With 81 percent of the vote tallied, a $24.1 million environmental bond was passing by a comfortable margin early Wednesday morning. Just under 60 percent of voters expressed their approval.
Question 2 was winning by an overwhelming margin in southern Maine. In more easterly, rural areas, however, the vote was closer, with voters in Hancock, Waldo, Piscataquis and Washington counties defeating the measure
In a statewide exit poll of about 2,200 voters earlier in the day, 67 percent indicated they had voted in favor of Question 2, while 33 percent said they had opposed it. NewsInMe.com, a Portland-based Internet news service, surveyed voters in 65 communities.
Voters said they were for the measure despite the fact it contained a laundry list of unrelated projects.
“On the whole, there were more things that I wanted than I didn’t want – a lot of that cleaning up and fixing stuff,” Richard Coleman said at the polls Tuesday afternoon.
The Bangor voter said that he almost didn’t support the bond because of its scope.
“It’s kind of sneaky when they lump it all in together,” Coleman said.
Question 2 included 14 different funding categories, many of which will add money to state grant programs.
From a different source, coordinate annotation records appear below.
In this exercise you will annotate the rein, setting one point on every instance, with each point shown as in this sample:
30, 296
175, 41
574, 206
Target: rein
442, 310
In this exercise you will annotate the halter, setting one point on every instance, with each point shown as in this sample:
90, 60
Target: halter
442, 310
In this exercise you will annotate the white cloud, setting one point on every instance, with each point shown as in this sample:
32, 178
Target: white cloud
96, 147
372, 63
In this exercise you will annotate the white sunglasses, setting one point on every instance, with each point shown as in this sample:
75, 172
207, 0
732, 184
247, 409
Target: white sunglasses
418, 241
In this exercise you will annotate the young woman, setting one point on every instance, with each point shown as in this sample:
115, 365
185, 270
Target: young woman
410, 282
The bond’s passage also would make Maine eligible for about $20 million in federal funds.
While the bond totals more than $24 million, no one community or facility would receive more than a few hundred thousand dollars.
The largest chunk of bond money, $7 million, is dedicated to improving the state’s game fish hatcheries. Maine’s Department of Inland Fisheries and Wildlife operates nine hatcheries to raise more than a million trout and salmon each year.
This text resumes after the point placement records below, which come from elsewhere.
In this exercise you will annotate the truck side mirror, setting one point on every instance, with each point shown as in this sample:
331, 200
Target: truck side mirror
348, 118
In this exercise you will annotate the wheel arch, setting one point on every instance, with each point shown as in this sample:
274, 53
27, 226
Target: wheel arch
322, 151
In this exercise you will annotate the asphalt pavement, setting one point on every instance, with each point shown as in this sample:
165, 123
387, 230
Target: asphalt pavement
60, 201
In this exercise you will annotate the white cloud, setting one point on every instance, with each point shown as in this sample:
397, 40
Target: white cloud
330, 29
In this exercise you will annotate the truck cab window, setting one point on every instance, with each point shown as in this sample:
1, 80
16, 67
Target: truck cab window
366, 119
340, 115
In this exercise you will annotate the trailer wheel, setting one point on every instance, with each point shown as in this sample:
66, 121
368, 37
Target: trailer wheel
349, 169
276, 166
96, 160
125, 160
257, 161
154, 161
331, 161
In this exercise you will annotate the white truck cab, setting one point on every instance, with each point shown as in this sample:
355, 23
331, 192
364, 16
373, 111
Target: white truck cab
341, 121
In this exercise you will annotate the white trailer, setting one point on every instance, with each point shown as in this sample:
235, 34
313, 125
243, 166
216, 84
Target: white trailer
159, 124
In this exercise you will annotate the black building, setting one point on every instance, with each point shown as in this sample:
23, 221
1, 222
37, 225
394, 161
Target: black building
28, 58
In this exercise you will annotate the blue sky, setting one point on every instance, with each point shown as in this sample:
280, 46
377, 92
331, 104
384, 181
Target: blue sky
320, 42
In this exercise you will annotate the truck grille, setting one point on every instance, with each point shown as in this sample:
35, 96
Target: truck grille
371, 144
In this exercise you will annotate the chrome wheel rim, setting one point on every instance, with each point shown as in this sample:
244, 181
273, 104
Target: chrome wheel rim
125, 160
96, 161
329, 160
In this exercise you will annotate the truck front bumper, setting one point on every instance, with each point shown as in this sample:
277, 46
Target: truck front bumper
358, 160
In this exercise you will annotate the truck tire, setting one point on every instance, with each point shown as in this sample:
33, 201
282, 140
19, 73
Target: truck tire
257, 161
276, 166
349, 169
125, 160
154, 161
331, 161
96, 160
The newest of Maine’s hatcheries was built in 1959, and the aging facilities no longer meet state water-quality standards. Infrastructure improvements must be made regardless of whether the bond passes, said Steven Wilson, a biologist who serves as superintendent of DIF&W’s hatchery system.
A portion of the hatcheries bond money likely would also be used to begin a 20-year, $30 million project to double production to a half-million pounds of fish annually. The Embden hatchery, where production could be quadrupled with the investment of a few million dollars, is first on the department’s list, Wilson said.
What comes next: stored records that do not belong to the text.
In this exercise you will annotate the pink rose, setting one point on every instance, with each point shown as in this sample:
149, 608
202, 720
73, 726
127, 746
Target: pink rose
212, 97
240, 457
Recreational fishing already contributes $292 million to the state’s economy, and could become a larger economic force with state investment, said sportsmen who have pushed for the funding.
Maine’s Department of Environmental Protection will receive about $9 million of the total bond for a variety of projects, with most of the money directed toward water quality improvement, said Bill Brown of the department’s Bureau of Land and Water Quality.
A portion of the money would boost the DEP’s 20-year-old revolving-loan fund, which makes sewer treatment improvement grants to communities. Question 2 would bring new sewer treatment projects to fruition in Corinna and Vinalhaven.
Other DEP projects include cleaning up tire stockpiles, hazardous waste and aging landfills, as well as reducing the discharge of pollution into the ocean. In total, the DEP projects supported by the bond will make Maine eligible for $12.5 million in federal funding.
Many voters cited these small but necessary projects as their reason for supporting the bond.
“We need all the protection of the environment that we can get,” Jason Carlisle of Bangor said Tuesday afternoon.
The environment bond also supports a long list of smaller projects scattered among various state departments:
. $1.8 million for the Department of Human Services for drinking water system improvements, which would make the state eligible for $6 million in federal funds.
. $2.3 million for digitizing state and local geographic information and zoning maps, which will make the state eligible for $1.6 million in federal funds.
. $500,000 for repairs and improvements to dams and locks owned by the Bureau of Public Lands.
. $1.5 million to the State Planning Office to encourage public recycling with community grants.
. $2 million to the Department of Agriculture to help farmers meet environmental requirements for pollution control, water use and potato storage.